Settlement in those days was undeniably tough. There were no preexisting communities to join or more experienced settlers to offer advice. There were no suppliers to provide seeds for planting or tools for building. And since the Quest provided no assistance apart from information about individual Territories and directions for transferring (the One was adamant about this: “Settlement is a side effect, not an aim, and not our responsibility”), the first generation of Sumfits who paved the way for others to settle in the More Known World were essentially on their own—pioneers in the truest sense.

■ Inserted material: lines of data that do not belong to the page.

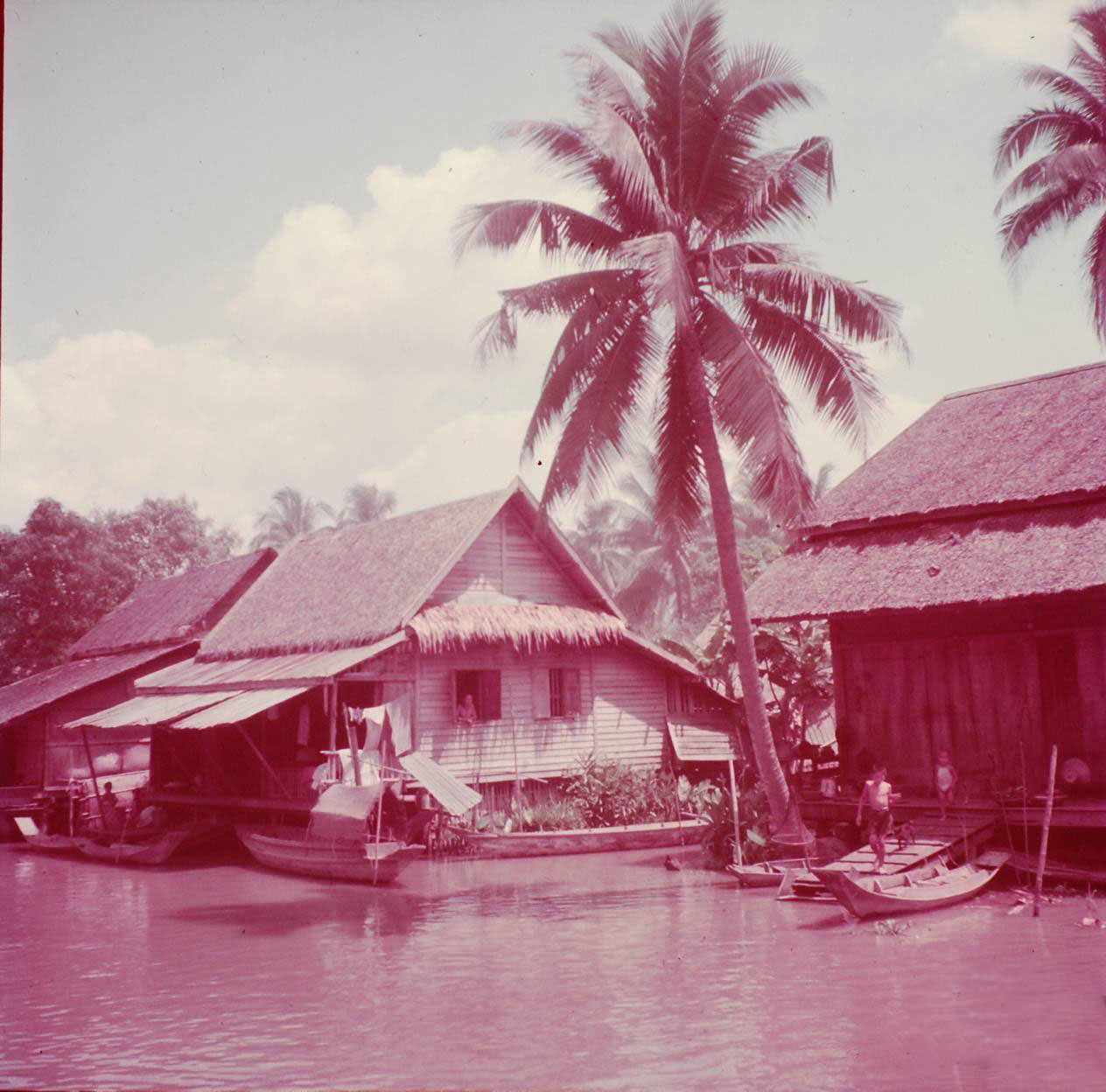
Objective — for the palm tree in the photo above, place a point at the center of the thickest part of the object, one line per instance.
(678, 298)
(289, 514)
(1069, 177)
(367, 505)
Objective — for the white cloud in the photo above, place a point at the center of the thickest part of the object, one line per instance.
(1031, 32)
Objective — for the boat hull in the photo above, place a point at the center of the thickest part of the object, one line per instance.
(595, 840)
(910, 893)
(290, 850)
(153, 850)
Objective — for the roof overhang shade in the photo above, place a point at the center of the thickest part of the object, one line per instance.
(312, 668)
(702, 739)
(240, 707)
(456, 797)
(150, 710)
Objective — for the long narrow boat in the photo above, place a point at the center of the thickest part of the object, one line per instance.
(292, 849)
(909, 892)
(766, 873)
(150, 850)
(38, 840)
(591, 840)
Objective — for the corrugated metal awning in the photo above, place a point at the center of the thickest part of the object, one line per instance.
(703, 739)
(240, 707)
(456, 797)
(310, 668)
(150, 710)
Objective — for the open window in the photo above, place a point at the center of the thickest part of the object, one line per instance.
(556, 693)
(485, 689)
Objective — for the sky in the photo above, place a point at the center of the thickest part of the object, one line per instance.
(227, 231)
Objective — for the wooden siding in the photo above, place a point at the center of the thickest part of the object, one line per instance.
(507, 560)
(984, 697)
(623, 714)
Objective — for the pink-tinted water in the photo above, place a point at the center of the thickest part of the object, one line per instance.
(602, 971)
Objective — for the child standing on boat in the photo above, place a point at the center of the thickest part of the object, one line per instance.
(875, 808)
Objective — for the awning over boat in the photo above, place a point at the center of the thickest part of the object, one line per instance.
(703, 739)
(310, 668)
(456, 797)
(150, 710)
(240, 707)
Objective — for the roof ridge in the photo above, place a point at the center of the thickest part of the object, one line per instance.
(1026, 379)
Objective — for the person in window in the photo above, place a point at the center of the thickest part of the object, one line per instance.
(467, 711)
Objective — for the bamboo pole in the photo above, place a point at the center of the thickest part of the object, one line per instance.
(1044, 832)
(737, 824)
(354, 750)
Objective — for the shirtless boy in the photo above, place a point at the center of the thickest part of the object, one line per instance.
(875, 808)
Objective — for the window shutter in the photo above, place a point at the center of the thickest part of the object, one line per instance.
(541, 687)
(570, 690)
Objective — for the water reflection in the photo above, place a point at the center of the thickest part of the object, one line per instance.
(594, 973)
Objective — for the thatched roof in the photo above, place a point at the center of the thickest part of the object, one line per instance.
(1015, 443)
(355, 585)
(526, 626)
(175, 610)
(37, 691)
(1041, 551)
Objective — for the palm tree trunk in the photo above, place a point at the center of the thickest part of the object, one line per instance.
(721, 505)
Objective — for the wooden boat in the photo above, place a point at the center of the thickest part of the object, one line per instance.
(151, 849)
(292, 849)
(36, 839)
(591, 840)
(766, 873)
(929, 840)
(929, 887)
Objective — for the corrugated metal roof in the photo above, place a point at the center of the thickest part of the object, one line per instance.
(238, 708)
(702, 739)
(146, 710)
(36, 691)
(309, 668)
(456, 797)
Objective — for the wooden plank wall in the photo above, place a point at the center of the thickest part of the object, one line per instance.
(623, 701)
(508, 560)
(978, 696)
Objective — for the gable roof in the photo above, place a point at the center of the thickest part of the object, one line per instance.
(176, 609)
(1017, 443)
(36, 691)
(1046, 551)
(336, 589)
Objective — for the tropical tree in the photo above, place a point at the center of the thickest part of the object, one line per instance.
(679, 299)
(289, 514)
(1068, 178)
(367, 505)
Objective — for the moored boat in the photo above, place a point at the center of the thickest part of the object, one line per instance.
(290, 849)
(154, 849)
(929, 887)
(591, 840)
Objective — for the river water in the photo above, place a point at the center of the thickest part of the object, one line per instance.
(598, 971)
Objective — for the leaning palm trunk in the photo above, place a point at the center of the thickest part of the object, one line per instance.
(721, 506)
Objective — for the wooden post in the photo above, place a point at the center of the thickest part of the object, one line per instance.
(737, 823)
(1044, 832)
(354, 749)
(92, 771)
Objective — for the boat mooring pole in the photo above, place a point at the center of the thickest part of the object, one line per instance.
(1044, 832)
(737, 824)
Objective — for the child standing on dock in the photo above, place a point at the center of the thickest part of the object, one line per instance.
(875, 808)
(945, 778)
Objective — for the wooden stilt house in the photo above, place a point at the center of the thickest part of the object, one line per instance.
(963, 573)
(479, 603)
(159, 624)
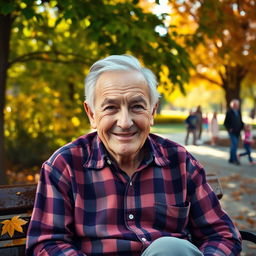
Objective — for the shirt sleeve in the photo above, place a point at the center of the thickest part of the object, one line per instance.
(212, 230)
(51, 227)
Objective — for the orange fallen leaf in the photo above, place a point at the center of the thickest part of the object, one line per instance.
(9, 226)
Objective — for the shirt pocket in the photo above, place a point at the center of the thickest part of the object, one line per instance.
(171, 218)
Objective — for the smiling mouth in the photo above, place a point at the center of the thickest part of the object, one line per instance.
(125, 134)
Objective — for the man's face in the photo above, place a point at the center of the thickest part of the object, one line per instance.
(123, 113)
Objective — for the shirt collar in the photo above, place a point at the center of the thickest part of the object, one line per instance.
(99, 155)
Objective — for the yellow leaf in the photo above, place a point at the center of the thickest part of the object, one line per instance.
(9, 226)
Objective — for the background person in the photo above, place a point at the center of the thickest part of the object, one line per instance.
(191, 125)
(124, 191)
(214, 129)
(234, 124)
(248, 141)
(199, 124)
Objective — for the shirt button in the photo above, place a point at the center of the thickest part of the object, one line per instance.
(131, 216)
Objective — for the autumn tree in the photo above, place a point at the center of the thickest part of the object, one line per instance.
(76, 33)
(222, 37)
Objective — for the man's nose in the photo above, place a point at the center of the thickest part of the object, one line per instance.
(124, 119)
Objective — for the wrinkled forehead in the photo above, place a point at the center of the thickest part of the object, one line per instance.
(121, 82)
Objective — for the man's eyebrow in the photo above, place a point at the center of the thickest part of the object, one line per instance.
(138, 99)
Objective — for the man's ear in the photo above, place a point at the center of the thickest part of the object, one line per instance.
(90, 115)
(153, 114)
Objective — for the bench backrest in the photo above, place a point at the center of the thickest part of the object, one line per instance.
(16, 204)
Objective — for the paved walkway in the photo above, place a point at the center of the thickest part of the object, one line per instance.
(238, 182)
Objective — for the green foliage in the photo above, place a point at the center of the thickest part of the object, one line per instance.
(52, 46)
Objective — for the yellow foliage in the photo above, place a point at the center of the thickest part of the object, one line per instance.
(75, 121)
(9, 226)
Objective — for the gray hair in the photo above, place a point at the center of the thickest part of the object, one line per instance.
(118, 63)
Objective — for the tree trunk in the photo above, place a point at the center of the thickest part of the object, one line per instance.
(5, 33)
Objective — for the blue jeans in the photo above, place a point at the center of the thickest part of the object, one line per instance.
(171, 246)
(248, 150)
(234, 139)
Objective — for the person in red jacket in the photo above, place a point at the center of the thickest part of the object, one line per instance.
(121, 190)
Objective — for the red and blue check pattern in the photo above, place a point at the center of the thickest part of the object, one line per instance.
(86, 205)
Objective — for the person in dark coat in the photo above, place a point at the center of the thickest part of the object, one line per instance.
(234, 124)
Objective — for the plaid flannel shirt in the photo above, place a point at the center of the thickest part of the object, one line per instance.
(86, 205)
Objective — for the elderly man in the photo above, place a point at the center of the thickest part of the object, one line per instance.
(234, 125)
(124, 191)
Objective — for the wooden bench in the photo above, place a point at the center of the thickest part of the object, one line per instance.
(17, 201)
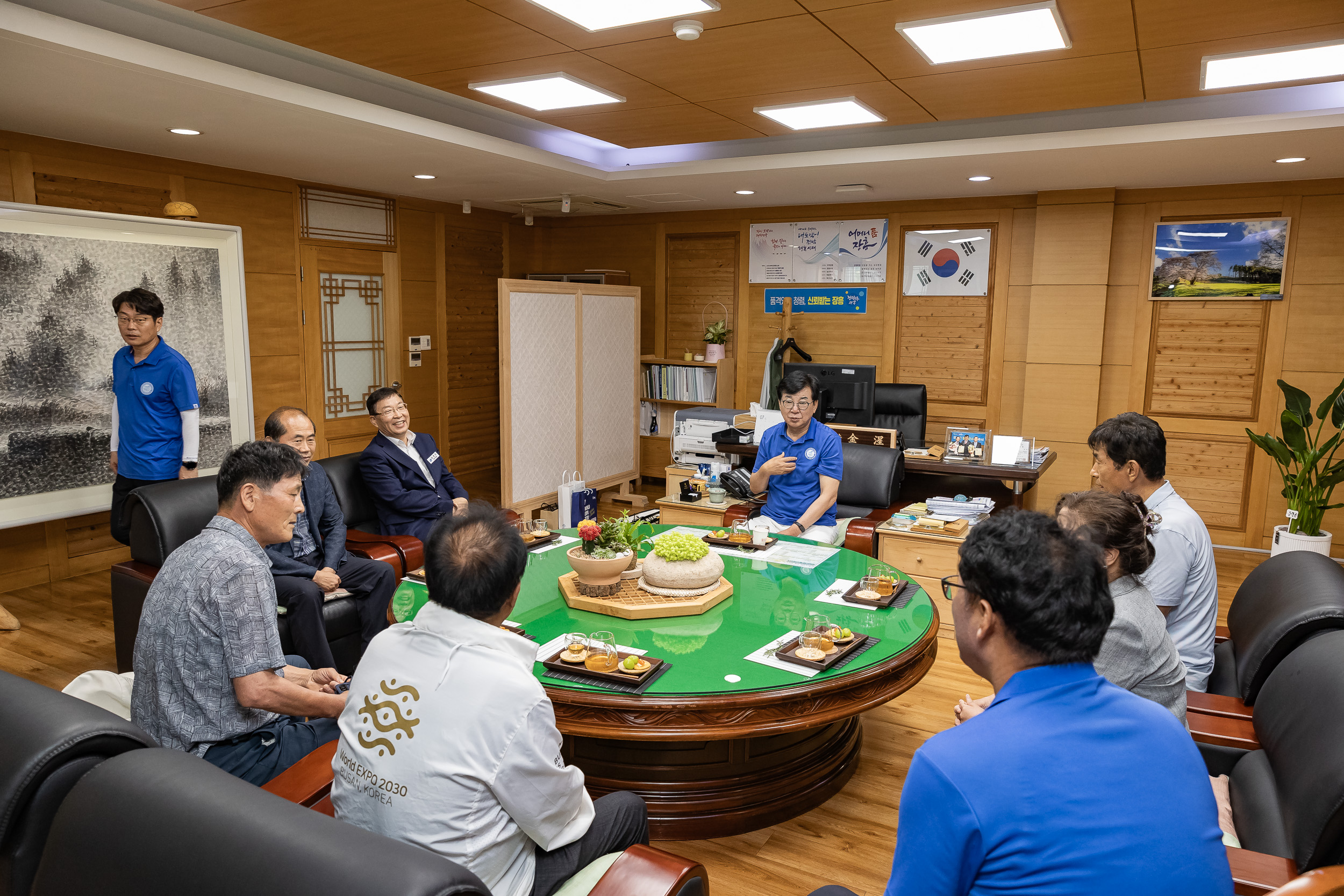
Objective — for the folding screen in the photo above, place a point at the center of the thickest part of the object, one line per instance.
(569, 388)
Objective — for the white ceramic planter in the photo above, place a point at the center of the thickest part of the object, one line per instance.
(1284, 542)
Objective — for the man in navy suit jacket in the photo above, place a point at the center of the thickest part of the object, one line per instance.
(404, 470)
(315, 563)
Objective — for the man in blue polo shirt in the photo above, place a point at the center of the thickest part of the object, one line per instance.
(1066, 785)
(155, 407)
(800, 462)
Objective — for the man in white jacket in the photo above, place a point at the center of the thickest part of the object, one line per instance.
(449, 742)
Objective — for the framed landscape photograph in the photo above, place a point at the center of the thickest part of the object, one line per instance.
(1211, 260)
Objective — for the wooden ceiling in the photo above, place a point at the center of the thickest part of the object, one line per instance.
(760, 53)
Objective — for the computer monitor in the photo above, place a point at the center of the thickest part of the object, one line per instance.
(847, 391)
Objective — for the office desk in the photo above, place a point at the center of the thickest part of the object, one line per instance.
(926, 478)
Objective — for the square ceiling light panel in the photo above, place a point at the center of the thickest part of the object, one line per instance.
(596, 15)
(1267, 66)
(544, 93)
(820, 113)
(984, 35)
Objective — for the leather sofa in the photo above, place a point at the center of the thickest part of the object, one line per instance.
(1288, 790)
(902, 406)
(1281, 604)
(166, 515)
(870, 489)
(160, 822)
(50, 741)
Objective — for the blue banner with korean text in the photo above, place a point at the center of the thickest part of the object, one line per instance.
(819, 300)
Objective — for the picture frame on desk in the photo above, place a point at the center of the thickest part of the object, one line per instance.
(967, 447)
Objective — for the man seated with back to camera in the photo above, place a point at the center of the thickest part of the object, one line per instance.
(315, 562)
(1129, 454)
(800, 462)
(210, 676)
(404, 470)
(477, 777)
(1066, 785)
(1138, 653)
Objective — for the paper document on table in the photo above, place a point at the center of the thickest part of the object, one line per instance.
(558, 543)
(555, 645)
(765, 656)
(802, 555)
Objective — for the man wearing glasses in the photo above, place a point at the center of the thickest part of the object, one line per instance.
(800, 462)
(155, 407)
(1066, 785)
(404, 470)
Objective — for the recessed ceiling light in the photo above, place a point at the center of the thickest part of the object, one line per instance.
(1267, 66)
(596, 15)
(1034, 27)
(820, 113)
(555, 90)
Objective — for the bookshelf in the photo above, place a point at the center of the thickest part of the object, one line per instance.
(656, 450)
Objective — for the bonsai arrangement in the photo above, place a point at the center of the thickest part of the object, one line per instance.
(1307, 467)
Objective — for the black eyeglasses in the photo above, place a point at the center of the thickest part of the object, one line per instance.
(952, 585)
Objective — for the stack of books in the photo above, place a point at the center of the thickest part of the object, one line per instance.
(972, 510)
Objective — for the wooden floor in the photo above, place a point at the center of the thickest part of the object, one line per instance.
(68, 630)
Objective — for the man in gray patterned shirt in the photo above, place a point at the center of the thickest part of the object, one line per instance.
(210, 675)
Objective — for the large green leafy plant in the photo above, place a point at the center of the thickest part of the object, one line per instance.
(1305, 462)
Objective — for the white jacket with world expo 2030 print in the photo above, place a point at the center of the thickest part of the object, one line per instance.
(449, 742)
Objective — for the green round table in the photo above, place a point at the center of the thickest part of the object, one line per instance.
(716, 757)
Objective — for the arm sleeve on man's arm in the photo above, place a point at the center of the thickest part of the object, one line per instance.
(190, 434)
(939, 840)
(1166, 578)
(537, 789)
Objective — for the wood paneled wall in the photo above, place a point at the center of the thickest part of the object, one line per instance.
(1068, 336)
(53, 173)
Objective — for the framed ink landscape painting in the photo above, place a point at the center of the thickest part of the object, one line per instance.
(60, 270)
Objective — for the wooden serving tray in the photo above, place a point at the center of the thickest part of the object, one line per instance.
(826, 663)
(882, 604)
(555, 664)
(537, 543)
(745, 546)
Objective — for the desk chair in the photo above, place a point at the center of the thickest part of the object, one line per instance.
(902, 406)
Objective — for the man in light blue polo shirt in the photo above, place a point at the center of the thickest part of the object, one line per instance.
(800, 462)
(1066, 785)
(1129, 454)
(155, 407)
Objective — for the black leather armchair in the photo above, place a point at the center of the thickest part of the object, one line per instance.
(159, 822)
(1288, 795)
(902, 406)
(870, 489)
(50, 741)
(165, 516)
(1281, 604)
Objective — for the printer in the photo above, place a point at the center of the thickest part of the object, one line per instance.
(692, 434)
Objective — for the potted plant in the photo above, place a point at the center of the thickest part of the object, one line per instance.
(716, 336)
(1308, 468)
(595, 562)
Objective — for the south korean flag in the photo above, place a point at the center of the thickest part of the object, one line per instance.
(947, 262)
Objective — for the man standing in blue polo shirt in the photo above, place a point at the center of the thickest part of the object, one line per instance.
(800, 462)
(155, 407)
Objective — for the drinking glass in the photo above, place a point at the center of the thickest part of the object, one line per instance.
(601, 652)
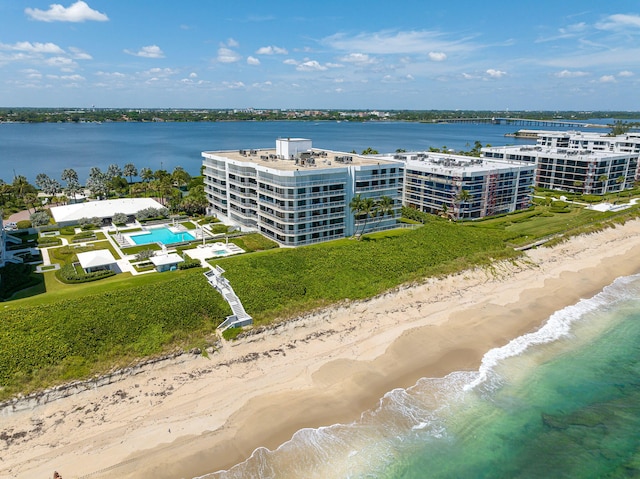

Flee Town’s founders were no exception. Although they had brought as many supplies as they could carry, they had neglected to bring many items that would have been useful—a hammer, for instance, though they had brought two machetes. They’d also forgotten matches, but the wilderness survival guide they had packed helped them build their first fire. Foraging was stressful: if food watered by blood was unappealing, potentially poisonous food watered by blood was positively nerve-racking. Eventually they figured out which fruits and nuts were edible, which roots and shoots were tastiest—and they even found a way to prepare the grubs they found nesting in the trunks of the bloodwood trees so that they tasted like shrimp if you swallowed them at just the right time. (Too soon, and they tasted like grubs. Too late, and they tasted like grubs dipped in urine.)